Study authors suggested that services focused on HIV care linkage/restoration could place a priority on people within genetic clusters in which others have taken longer than usual to reach the next stage in the continuum, or had fallen out of care altogether.

Integrase Inhibitors Infrequently Discontinued—But Under-Researched Among Women
From 2012 through 2017, dolutegravir (Tivicay) uptake increased faster than other integrase strand transfer inhibitors in Europe and Australia, with relatively low discontinuation rates across the entire drug class, researchers reported in Journal of Acquired Immune Deficiency Syndromes.

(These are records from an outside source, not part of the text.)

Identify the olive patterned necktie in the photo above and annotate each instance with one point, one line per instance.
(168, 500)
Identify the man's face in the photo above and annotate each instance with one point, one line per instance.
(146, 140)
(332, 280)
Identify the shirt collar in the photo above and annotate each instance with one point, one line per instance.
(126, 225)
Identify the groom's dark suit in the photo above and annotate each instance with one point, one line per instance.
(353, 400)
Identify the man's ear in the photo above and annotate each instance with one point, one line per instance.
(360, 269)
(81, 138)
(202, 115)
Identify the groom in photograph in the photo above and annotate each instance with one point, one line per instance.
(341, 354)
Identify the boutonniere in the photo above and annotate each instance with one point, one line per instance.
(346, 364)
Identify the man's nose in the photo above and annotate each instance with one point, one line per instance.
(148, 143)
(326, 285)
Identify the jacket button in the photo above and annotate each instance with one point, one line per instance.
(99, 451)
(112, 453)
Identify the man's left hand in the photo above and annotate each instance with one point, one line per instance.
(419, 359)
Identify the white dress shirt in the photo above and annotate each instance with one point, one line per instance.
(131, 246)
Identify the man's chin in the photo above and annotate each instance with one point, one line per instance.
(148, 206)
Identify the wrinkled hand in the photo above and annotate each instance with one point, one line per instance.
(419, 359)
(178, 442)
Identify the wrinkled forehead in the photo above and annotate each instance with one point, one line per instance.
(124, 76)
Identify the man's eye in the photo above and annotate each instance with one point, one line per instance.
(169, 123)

The study found that 52% of 9,702 participants started dolutegravir, 20% started elvitegravir (Vitekta), and 28% started raltegravir (Isentress) during the five-year period. Six months later, 9% of participants had stopped taking their integrase inhibitor, with raltegravir discontinued most often, usually to simplify treatment. The other common reason for switching treatment regimens was toxicity, in particular nervous system toxicity on dolutegravir.
Women discontinued their integrase inhibitor more often than men, even after adjusting for body mass index—i.e., side effects leading to discontinuation did not appear to be related to women’s generally lower body weight relative to men, upon whom recommended drug dosages were based. “Our results suggest that further research is needed on the safety of [integrase inhibitors] in women, who are often underrepresented in HIV research,” study authors commented. They also called for more research into adverse events experienced by patients receiving integrase inhibitors.